La France

Un journaliste français enlevé par la branche d’Al-Qaïda au Mali

MADRID, le 5 mai. (EUROPA PRESS) –

Un journaliste français enlevé en avril par la branche d’Al-Qaïda au Mali dans la ville de Gao est apparu dans une vidéo pour confirmer l’événement et exiger que les autorités du pays européen agissent pour obtenir sa libération.

« Je m’appelle Olivier Dubois. Je suis français. Je suis journaliste. J’ai été kidnappé à Gao le 8 avril par le Groupe de soutien à l’islam et aux musulmans (JNIM) », explique le journaliste dans une vidéo de 21 secondes qui circule sur les réseaux sociaux.

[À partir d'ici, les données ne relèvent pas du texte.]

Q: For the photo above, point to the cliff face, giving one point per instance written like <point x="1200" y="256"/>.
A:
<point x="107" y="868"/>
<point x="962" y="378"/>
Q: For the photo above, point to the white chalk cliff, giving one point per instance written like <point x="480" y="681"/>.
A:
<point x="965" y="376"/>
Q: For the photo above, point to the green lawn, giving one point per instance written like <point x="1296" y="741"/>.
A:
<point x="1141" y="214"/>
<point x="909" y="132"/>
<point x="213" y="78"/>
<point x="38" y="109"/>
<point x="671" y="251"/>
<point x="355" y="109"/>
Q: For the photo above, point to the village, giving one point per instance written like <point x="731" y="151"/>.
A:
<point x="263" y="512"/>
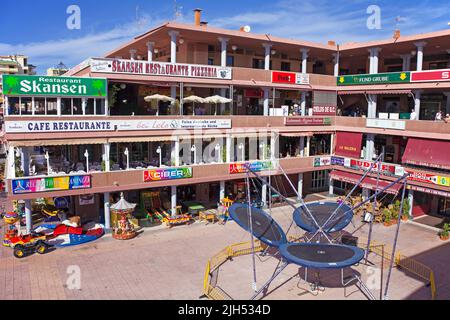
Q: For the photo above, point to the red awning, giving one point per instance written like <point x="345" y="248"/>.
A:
<point x="428" y="153"/>
<point x="368" y="182"/>
<point x="348" y="144"/>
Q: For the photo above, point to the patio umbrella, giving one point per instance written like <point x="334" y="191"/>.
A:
<point x="159" y="97"/>
<point x="217" y="99"/>
<point x="123" y="205"/>
<point x="194" y="99"/>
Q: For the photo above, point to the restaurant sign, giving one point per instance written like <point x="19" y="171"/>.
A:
<point x="379" y="78"/>
<point x="290" y="77"/>
<point x="167" y="174"/>
<point x="156" y="68"/>
<point x="256" y="166"/>
<point x="19" y="85"/>
<point x="46" y="184"/>
<point x="432" y="75"/>
<point x="307" y="121"/>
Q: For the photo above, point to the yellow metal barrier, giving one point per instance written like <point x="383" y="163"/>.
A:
<point x="235" y="250"/>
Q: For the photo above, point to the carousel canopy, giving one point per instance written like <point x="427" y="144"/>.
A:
<point x="123" y="205"/>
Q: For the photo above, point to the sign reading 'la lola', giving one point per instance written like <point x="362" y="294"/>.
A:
<point x="157" y="68"/>
<point x="379" y="78"/>
<point x="19" y="85"/>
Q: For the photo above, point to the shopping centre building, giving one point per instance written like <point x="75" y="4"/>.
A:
<point x="142" y="119"/>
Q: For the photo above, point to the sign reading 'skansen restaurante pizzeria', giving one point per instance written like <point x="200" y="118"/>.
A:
<point x="379" y="78"/>
<point x="156" y="68"/>
<point x="19" y="85"/>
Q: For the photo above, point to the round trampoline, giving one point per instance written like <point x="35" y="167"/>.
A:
<point x="321" y="212"/>
<point x="265" y="228"/>
<point x="321" y="256"/>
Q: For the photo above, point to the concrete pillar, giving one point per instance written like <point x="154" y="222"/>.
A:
<point x="133" y="54"/>
<point x="11" y="164"/>
<point x="447" y="105"/>
<point x="28" y="220"/>
<point x="107" y="211"/>
<point x="228" y="146"/>
<point x="417" y="95"/>
<point x="303" y="104"/>
<point x="223" y="52"/>
<point x="411" y="202"/>
<point x="264" y="193"/>
<point x="150" y="48"/>
<point x="304" y="52"/>
<point x="302" y="146"/>
<point x="300" y="185"/>
<point x="173" y="200"/>
<point x="266" y="102"/>
<point x="173" y="46"/>
<point x="106" y="156"/>
<point x="336" y="64"/>
<point x="420" y="46"/>
<point x="267" y="48"/>
<point x="222" y="190"/>
<point x="308" y="146"/>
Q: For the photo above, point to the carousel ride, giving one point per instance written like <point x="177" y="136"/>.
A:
<point x="123" y="229"/>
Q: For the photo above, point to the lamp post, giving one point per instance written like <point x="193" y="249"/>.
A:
<point x="159" y="151"/>
<point x="86" y="155"/>
<point x="47" y="157"/>
<point x="219" y="156"/>
<point x="241" y="147"/>
<point x="194" y="150"/>
<point x="127" y="154"/>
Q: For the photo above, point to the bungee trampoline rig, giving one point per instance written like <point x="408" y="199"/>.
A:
<point x="322" y="245"/>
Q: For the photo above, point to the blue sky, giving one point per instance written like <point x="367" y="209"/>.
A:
<point x="40" y="31"/>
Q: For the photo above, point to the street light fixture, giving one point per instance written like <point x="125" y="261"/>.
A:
<point x="194" y="150"/>
<point x="127" y="154"/>
<point x="159" y="151"/>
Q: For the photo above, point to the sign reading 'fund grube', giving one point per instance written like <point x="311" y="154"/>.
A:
<point x="20" y="85"/>
<point x="156" y="68"/>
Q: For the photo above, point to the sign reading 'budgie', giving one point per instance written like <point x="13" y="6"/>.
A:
<point x="19" y="85"/>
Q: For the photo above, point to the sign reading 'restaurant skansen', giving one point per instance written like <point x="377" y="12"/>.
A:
<point x="20" y="85"/>
<point x="156" y="68"/>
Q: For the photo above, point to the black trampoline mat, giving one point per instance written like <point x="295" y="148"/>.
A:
<point x="321" y="253"/>
<point x="263" y="226"/>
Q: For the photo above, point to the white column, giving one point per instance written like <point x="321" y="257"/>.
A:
<point x="106" y="156"/>
<point x="336" y="64"/>
<point x="228" y="148"/>
<point x="174" y="200"/>
<point x="266" y="102"/>
<point x="150" y="48"/>
<point x="133" y="54"/>
<point x="222" y="190"/>
<point x="300" y="185"/>
<point x="303" y="103"/>
<point x="308" y="146"/>
<point x="28" y="220"/>
<point x="411" y="201"/>
<point x="11" y="164"/>
<point x="304" y="52"/>
<point x="223" y="54"/>
<point x="107" y="211"/>
<point x="447" y="105"/>
<point x="420" y="46"/>
<point x="173" y="46"/>
<point x="417" y="95"/>
<point x="267" y="47"/>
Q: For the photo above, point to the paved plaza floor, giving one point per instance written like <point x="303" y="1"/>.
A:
<point x="169" y="264"/>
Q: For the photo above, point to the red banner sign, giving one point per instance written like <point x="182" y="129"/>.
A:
<point x="434" y="75"/>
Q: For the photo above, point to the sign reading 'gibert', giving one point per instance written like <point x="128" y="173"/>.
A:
<point x="379" y="78"/>
<point x="18" y="85"/>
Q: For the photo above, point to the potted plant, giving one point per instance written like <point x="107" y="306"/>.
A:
<point x="444" y="234"/>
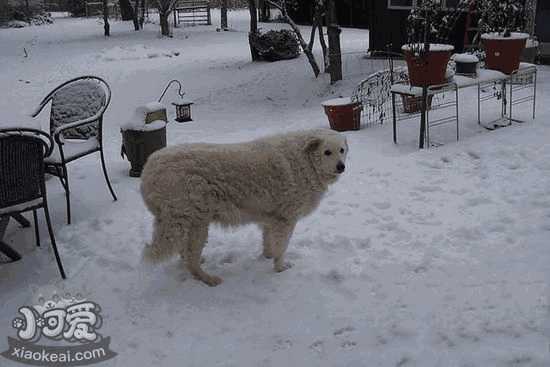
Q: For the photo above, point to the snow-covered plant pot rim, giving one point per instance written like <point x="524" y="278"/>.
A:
<point x="435" y="47"/>
<point x="466" y="58"/>
<point x="500" y="36"/>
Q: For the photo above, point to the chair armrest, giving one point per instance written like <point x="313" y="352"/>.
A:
<point x="74" y="124"/>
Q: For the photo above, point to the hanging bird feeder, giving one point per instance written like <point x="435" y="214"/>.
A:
<point x="183" y="108"/>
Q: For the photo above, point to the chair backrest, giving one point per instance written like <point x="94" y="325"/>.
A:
<point x="76" y="100"/>
<point x="22" y="153"/>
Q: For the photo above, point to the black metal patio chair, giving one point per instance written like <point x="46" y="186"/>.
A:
<point x="76" y="123"/>
<point x="22" y="182"/>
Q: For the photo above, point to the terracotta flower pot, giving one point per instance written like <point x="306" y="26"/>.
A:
<point x="414" y="104"/>
<point x="429" y="69"/>
<point x="343" y="114"/>
<point x="503" y="53"/>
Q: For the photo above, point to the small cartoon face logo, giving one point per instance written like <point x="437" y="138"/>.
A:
<point x="75" y="322"/>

«J’écris à ma famille, à mes amis et aux autorités françaises pour faire tout ce qui est possible pour me libérer», ajoute Dubois, qui travaille comme correspondant du journal «Le Point» au Mali. Pour le moment, ni les autorités françaises ni les autorités maliennes ne se sont exprimées.

Le secrétaire général de Reporters sans frontières (RSF), Christophe Deloire, a souligné que Dubois « faisait un reportage à Gao » et a ajouté que « le 8 avril, il n’est pas rentré à son hôtel après le petit déjeuner ».

«Ce brave journaliste, qui travaille habituellement pour ‘Le Point Afrique’ et ‘Libération’, connaît bien cette région très dangereuse de l’est du pays», a déclaré Deloire, à travers une série de messages postés sur son compte officiel sur le réseau social. Twitter.

Ainsi, il a souligné que RSF « avait été informé deux jours après sa disparition » et a ajouté que « en concertation avec les rédactions pour lesquelles il travaille habituellement, la décision a été prise de ne pas rendre public cet enlèvement, afin de ne pas bloquer une éventuelle solution rapide. et positif « .

« RSF demande la libération d’Olivier Dubois. Nous exigeons que les autorités maliennes et françaises mettent tout en œuvre pour obtenir sa libération et nous transférons tout notre soutien à sa famille et à ses proches », a-t-il ajouté.

Le Mali a enregistré un nombre croissant d’attaques djihadistes ces derniers mois par l’affilié d’Al-Qaïda dans la région et l’État islamique, ce qui a également augmenté la violence intercommunautaire et provoqué le déplacement de dizaines de milliers de personnes.